Institutions also should select a rental partner that is flexible enough to consider various financial arrangements. Even if cash flow is limited or there is not budget for a major capital expenditure, customized rental agreements, including rent-to-own programs, can be drafted to meet specific needs.
Beyond the Crisis
Although a well-planned temporary cooling strategy enables schools and universities to prevent a worst-case scenario, it also may uncover additional opportunities for institutions to take advantage of benefits from temporary cooling:
Temporary cooling units often are the most reliable and most energy-efficient HVAC models on the market. By installing a temporary unit, schools and universities can validate energy savings and system requirements before purchasing new chiller equipment. In this "try before you buy" scenario, institutions may be able to rent the exact equipment slated for purchase. In addition, once a permanent replacement is specified, having a rental chiller in place enables operations to continue undisturbed while new equipment is ordered and installed.
Conserve the bottom line
When capital budgets are threatened, renting cooling equipment provides access to the newest technologies without making a long-term financial commitment to purchase. As an operational expense, temporary cooling can:
Bridge the gap until the economic climate stabilizes and budgeting issues can be resolved.
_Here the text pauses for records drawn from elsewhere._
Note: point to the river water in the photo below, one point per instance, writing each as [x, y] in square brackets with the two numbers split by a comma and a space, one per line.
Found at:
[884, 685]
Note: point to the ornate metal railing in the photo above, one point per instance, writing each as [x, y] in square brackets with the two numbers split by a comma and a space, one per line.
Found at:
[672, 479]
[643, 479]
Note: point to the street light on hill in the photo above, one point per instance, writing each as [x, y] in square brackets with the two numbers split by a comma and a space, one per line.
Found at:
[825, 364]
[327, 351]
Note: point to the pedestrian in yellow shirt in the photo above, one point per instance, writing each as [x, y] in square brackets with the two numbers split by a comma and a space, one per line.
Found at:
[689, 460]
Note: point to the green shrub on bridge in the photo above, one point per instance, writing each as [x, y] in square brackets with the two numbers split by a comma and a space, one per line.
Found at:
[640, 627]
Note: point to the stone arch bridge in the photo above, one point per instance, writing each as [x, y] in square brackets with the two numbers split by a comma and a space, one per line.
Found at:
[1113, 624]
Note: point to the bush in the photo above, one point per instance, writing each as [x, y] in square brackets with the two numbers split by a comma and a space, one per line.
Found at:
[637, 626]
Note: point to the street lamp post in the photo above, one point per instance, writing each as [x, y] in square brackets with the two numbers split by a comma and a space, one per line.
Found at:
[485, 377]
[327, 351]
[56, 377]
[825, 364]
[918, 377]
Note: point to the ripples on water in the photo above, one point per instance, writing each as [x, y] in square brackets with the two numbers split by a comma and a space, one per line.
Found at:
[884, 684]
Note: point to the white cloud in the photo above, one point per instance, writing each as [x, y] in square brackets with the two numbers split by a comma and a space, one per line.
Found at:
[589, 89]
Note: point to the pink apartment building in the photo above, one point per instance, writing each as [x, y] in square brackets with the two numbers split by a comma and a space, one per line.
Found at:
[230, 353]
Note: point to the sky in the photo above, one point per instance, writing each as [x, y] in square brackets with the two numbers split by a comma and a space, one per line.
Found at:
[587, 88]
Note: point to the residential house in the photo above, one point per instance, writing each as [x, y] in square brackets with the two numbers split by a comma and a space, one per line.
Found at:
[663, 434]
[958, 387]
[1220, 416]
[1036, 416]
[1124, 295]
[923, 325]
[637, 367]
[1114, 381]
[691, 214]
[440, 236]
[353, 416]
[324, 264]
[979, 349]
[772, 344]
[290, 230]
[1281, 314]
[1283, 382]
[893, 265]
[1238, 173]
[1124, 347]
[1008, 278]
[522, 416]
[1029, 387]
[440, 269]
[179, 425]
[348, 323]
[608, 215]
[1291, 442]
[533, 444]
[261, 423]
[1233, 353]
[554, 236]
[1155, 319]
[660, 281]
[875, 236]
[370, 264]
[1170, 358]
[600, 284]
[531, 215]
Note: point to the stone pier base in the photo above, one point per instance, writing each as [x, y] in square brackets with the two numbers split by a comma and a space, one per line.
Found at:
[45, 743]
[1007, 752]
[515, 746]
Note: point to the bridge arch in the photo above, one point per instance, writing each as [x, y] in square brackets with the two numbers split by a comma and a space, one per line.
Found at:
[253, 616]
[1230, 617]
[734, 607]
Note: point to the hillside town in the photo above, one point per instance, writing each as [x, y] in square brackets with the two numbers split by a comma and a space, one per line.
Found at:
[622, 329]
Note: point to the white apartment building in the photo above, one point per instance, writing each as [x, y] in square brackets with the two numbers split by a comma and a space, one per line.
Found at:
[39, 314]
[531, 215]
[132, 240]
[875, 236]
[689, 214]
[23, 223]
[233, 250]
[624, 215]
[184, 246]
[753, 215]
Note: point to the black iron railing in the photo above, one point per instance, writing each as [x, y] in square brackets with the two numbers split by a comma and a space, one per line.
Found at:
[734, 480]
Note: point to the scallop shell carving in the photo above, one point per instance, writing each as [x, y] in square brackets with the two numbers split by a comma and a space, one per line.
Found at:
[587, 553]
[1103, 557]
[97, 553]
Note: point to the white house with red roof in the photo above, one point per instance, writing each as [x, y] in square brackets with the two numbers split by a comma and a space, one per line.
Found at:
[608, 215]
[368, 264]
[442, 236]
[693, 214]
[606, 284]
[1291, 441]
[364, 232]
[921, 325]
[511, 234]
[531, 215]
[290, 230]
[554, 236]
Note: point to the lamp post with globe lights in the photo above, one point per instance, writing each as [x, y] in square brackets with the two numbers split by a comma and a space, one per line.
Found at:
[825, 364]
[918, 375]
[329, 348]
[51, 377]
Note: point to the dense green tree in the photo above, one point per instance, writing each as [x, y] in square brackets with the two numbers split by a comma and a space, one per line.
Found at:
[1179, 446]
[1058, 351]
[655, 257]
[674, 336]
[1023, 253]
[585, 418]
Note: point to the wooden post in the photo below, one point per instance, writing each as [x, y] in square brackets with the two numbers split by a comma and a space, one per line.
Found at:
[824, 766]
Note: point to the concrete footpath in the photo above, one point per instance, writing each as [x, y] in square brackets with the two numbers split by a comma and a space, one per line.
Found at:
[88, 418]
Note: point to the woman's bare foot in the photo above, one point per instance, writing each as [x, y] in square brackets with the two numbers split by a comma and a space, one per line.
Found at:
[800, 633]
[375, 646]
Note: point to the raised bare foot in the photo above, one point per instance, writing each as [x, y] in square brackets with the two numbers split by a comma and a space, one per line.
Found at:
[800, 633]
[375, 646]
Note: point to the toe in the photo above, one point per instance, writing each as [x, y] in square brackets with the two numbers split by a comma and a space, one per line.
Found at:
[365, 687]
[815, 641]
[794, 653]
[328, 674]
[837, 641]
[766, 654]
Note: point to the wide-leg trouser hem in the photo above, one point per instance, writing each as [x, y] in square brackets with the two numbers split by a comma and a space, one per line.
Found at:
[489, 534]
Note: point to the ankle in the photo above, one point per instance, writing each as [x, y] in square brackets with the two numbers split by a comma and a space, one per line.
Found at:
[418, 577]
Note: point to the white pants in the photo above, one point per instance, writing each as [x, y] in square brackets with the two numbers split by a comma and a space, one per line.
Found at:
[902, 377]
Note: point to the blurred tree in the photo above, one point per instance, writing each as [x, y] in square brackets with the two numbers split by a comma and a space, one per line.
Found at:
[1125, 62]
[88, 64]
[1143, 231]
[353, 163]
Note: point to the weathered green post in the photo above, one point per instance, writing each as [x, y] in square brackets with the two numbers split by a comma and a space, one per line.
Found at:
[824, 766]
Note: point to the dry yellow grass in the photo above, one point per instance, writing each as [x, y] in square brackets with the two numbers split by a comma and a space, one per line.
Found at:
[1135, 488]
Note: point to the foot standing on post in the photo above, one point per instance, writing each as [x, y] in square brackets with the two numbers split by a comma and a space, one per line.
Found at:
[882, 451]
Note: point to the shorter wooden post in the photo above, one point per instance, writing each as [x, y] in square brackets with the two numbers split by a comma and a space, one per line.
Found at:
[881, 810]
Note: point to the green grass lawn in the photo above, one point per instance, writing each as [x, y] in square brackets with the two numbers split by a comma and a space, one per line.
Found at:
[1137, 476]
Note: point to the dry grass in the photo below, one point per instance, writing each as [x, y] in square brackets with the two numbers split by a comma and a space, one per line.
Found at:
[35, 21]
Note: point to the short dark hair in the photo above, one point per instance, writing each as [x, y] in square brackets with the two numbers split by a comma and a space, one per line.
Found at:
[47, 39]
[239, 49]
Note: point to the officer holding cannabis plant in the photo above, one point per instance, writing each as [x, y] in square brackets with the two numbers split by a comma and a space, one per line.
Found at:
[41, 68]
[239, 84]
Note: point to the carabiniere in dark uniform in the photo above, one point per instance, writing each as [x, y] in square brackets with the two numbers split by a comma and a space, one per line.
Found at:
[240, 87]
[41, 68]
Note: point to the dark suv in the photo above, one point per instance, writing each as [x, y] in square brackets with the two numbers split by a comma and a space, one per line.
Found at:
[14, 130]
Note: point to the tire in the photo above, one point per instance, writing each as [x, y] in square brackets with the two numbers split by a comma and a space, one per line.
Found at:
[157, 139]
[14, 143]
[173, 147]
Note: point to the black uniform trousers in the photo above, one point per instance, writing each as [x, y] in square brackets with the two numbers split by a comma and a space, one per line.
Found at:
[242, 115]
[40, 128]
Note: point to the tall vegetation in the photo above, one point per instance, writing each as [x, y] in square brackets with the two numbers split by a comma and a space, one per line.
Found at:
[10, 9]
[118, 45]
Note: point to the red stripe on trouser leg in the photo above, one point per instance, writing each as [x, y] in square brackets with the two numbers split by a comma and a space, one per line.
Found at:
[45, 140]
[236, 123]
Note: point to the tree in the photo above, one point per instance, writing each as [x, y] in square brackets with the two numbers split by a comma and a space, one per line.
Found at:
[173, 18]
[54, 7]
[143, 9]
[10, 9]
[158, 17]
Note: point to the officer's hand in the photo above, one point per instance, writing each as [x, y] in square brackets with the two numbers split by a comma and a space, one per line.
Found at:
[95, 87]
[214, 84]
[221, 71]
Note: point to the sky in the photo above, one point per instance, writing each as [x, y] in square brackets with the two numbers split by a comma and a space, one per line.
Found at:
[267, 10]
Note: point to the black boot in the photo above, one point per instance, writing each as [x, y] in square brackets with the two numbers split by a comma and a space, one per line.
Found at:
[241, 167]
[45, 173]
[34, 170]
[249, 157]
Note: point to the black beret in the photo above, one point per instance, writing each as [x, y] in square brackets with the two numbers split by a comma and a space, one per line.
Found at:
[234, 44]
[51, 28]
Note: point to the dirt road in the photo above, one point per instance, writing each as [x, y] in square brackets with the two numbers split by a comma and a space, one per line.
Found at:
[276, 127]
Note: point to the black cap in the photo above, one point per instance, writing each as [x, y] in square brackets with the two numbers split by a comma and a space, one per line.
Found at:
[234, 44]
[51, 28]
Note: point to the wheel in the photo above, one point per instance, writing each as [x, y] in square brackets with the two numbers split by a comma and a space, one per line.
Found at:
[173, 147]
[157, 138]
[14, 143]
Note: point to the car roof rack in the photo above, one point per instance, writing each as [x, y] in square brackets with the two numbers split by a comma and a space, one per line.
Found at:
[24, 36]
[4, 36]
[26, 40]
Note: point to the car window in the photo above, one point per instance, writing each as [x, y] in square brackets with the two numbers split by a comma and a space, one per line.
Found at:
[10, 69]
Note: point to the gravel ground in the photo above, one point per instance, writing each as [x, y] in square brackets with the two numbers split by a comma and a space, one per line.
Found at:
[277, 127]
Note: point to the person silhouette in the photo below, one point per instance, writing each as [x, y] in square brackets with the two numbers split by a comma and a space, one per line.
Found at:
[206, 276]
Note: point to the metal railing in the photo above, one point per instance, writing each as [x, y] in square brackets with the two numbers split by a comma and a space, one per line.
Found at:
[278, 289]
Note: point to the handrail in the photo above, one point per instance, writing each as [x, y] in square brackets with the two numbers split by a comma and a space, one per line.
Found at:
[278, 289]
Provide additional cooling capacity during seasonal heat waves or natural disasters.
Offer universities the flexibility to accommodate peaks in enrollment as more adults head back to school.
Provide K-12 schools the capacity to provide comfortable environments during what is often the warmest time of the year.
Minimize downtime and risk
In the event of a cooling crisis, time is critical. Institutions must be prepared with backup — even backup to the backup — if they are to minimize downtime. In the wake of such an emergency, rental systems provide both redundancy cooling and peace of mind. They also can help to minimize risk during more routine circumstances.
When taking a chiller offline for scheduled maintenance, for example, temporary equipment enables operations to continue while those procedures are being performed. Because there is no need to rush to get the unit back online, planners can have peace of mind knowing maintenance is being done thoroughly and correctly — the first time.
- Read the "Planning Today for Tomorrow" sidebar to learn about contingency plans for temporary cooling.
Planning Today for Tomorrow
Temporary cooling offers schools and universities the flexibility they need today, while providing a consistently comfortable, productive learning environment for students.
Whether planned or unplanned, short or long term, contingency plans for temporary cooling can be developed to cover:
Lack of available capital to purchase new chillers.
Emergency cooling in the wake of equipment breakdown.
Peaks in enrollment.
Changes in schedules, such as a move to accommodate year-round learning.
Seasonal heat waves or natural disasters.
Taking a chiller offline for routine maintenance but need operations to continue.
Stand-by cooling when a primary or backup system fails.
Delays while waiting for new chiller equipment to be installed.
Although temporary cooling most frequently is associated with emergencies, it provides benefits under a number of circumstances and offers peace of mind when cooling is critical to maintaining operations and providing a comfortable, productive learning environment.